3.2. Expansion of the RNA Helicase Gene Family in G. raimondii
Recent studies have shown that the G. raimondii genome has undergone at least two rounds of genome-wide duplication . To detect possible relationships between RNA helicase genes and genome duplication events, we mapped 36 paralogous gene pairs (38.5%) of RNA helicase genes in G. raimondii (Figure 2, File S1). A similar percentage of paralogous pairs of RNA helicase genes was observed in Arabidopsis, rice, maize and soybean (35, 27, 25, and 62 pairs, respectively) . These results suggest that the expansion of RNA helicase gene family is associated with whole-genome duplication events. However, the 38.5% value is much lower than that of the family of genes that encode NAC (NAM/ATAF/CUC) transcription factors (NAC-TFs) in G. raimondii. Of the 127 G. raimondii NAC-TF genes, 76.37% were within 307 identified syntenic blocks . Given that segmental duplication events occur more often in the more slowly evolving gene families , the RNA helicase gene family may be evolving more rapidly than most other gene families in the cotton genome. In addition to the whole-genome duplication event, gene families can also arise through tandem amplification.
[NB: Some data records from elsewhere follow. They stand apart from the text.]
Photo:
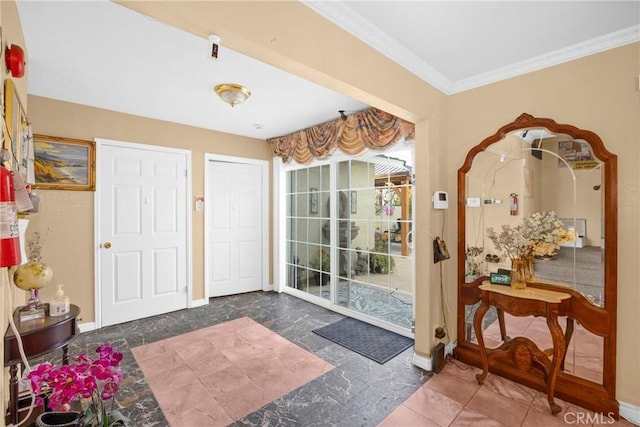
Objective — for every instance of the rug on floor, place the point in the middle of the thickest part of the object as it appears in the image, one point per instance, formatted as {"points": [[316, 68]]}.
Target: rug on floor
{"points": [[217, 375], [368, 340]]}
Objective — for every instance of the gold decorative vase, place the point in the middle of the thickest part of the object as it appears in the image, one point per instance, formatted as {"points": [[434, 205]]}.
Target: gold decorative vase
{"points": [[519, 272]]}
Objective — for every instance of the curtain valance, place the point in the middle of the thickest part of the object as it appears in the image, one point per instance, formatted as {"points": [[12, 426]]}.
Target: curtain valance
{"points": [[373, 129]]}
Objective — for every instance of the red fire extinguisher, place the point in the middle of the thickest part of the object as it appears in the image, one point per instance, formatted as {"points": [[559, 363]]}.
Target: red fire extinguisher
{"points": [[9, 230], [513, 205]]}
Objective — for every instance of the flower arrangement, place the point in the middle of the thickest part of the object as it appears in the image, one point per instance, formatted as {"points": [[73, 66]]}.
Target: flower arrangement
{"points": [[93, 380], [539, 235]]}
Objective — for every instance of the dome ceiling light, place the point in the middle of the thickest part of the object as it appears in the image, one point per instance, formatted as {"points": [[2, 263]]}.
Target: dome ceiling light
{"points": [[232, 93]]}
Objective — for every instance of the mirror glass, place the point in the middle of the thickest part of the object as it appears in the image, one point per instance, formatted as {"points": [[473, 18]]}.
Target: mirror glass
{"points": [[538, 173]]}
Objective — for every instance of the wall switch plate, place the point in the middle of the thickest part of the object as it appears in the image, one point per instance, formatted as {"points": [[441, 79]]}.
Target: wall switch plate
{"points": [[473, 202]]}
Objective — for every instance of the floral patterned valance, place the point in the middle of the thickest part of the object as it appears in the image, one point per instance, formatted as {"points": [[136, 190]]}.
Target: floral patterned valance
{"points": [[373, 129]]}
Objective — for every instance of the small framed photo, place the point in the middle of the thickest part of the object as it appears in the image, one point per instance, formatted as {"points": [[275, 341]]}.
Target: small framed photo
{"points": [[313, 200], [354, 202], [64, 163]]}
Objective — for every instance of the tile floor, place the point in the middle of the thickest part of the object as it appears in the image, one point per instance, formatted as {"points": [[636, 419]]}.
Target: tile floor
{"points": [[357, 392], [453, 397], [234, 368]]}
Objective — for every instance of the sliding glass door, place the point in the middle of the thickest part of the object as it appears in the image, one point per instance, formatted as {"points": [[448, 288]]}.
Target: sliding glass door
{"points": [[349, 236]]}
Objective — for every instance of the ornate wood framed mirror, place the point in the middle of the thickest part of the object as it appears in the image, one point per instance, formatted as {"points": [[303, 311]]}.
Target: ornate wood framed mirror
{"points": [[560, 169]]}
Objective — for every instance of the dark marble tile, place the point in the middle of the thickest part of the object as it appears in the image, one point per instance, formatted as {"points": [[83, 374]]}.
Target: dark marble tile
{"points": [[357, 392]]}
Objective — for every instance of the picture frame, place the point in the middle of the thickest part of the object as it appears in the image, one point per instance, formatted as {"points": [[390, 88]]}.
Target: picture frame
{"points": [[354, 202], [64, 163], [19, 142], [313, 200]]}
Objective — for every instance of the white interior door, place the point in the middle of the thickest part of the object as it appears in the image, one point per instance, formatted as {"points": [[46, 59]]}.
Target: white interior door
{"points": [[234, 222], [142, 231]]}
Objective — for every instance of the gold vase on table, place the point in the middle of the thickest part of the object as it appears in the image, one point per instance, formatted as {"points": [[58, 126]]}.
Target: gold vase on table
{"points": [[519, 272]]}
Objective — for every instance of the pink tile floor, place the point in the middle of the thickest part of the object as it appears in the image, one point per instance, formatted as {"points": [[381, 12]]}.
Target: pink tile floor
{"points": [[454, 398], [216, 375]]}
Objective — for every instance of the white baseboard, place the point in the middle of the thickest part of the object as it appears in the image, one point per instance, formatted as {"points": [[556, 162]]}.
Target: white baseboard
{"points": [[630, 412], [86, 327], [422, 362], [198, 303]]}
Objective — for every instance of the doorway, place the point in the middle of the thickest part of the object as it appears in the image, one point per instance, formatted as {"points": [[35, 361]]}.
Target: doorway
{"points": [[142, 231], [236, 225], [347, 236]]}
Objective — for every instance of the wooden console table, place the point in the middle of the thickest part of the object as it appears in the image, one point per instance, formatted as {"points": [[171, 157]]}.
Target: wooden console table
{"points": [[39, 337], [525, 302]]}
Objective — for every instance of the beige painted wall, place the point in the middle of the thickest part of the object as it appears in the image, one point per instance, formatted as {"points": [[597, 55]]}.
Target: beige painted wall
{"points": [[66, 217], [598, 93], [11, 33]]}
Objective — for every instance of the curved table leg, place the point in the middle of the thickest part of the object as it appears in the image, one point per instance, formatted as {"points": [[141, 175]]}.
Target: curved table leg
{"points": [[477, 326], [558, 355], [503, 328], [567, 339]]}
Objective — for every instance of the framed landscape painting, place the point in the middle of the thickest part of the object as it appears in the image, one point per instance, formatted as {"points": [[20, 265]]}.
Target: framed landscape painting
{"points": [[64, 164]]}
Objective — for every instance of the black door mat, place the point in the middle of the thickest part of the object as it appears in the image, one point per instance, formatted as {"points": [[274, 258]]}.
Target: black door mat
{"points": [[370, 341]]}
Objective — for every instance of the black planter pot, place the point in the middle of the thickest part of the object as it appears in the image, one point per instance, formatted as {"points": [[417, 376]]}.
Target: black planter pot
{"points": [[59, 419]]}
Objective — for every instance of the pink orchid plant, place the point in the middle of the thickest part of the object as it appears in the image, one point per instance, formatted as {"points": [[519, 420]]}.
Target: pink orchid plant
{"points": [[95, 380]]}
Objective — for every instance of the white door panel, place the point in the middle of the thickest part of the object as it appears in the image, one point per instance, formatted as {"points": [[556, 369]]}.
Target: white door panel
{"points": [[143, 215], [234, 228]]}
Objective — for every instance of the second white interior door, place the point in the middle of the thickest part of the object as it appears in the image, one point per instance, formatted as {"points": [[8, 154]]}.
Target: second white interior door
{"points": [[234, 221]]}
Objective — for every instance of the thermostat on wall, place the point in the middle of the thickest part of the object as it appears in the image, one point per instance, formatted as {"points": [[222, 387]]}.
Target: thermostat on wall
{"points": [[440, 200]]}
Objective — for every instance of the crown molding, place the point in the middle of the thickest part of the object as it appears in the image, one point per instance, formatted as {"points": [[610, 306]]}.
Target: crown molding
{"points": [[570, 53], [345, 17]]}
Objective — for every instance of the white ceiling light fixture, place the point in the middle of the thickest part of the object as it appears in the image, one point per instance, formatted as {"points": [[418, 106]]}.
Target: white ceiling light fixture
{"points": [[232, 93]]}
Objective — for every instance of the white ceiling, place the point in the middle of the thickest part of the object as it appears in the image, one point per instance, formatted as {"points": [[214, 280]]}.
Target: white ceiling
{"points": [[101, 54]]}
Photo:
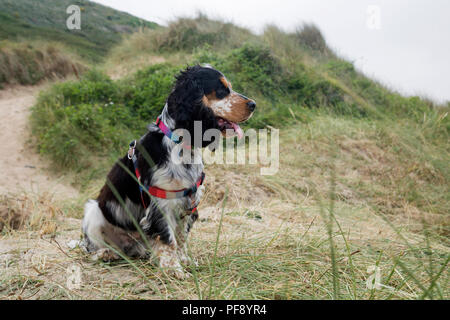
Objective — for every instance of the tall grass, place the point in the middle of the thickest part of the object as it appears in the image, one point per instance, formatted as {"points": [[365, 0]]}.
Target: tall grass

For instance, in Chinese plum, tandem duplications played a key role in the expansion of the AP2/ERF family . In G. raimondii, Shang et al.  also detected 20 tandem duplications associated with NAC-TF genes. However, only two gene pairs in our study showed evidence of having participated in tandem duplication. The mechanisms that supported the expansion of the RNA helicase gene family may be more complicated than is suggested by our classification; the specific mechanisms involved require further investigation. Marchat et al.  reported that the evolution of RNA helicase proteins involved gene fusion. Moreover, we speculate that given that the majority of RNA helicase gene family members play vital and diverse role in plants, there would be strong selection against variation in their copy numbers. The DEAD genes showed the greatest degree of duplication. Given the more simple and conserved gene structures and domains, as well as higher expression of members of this subfamily than those of others, we propose that DEAD helicase genes may evolve more slowly and may play more basic roles in plant growth and development than the members of other subfamilies of RNA helicases.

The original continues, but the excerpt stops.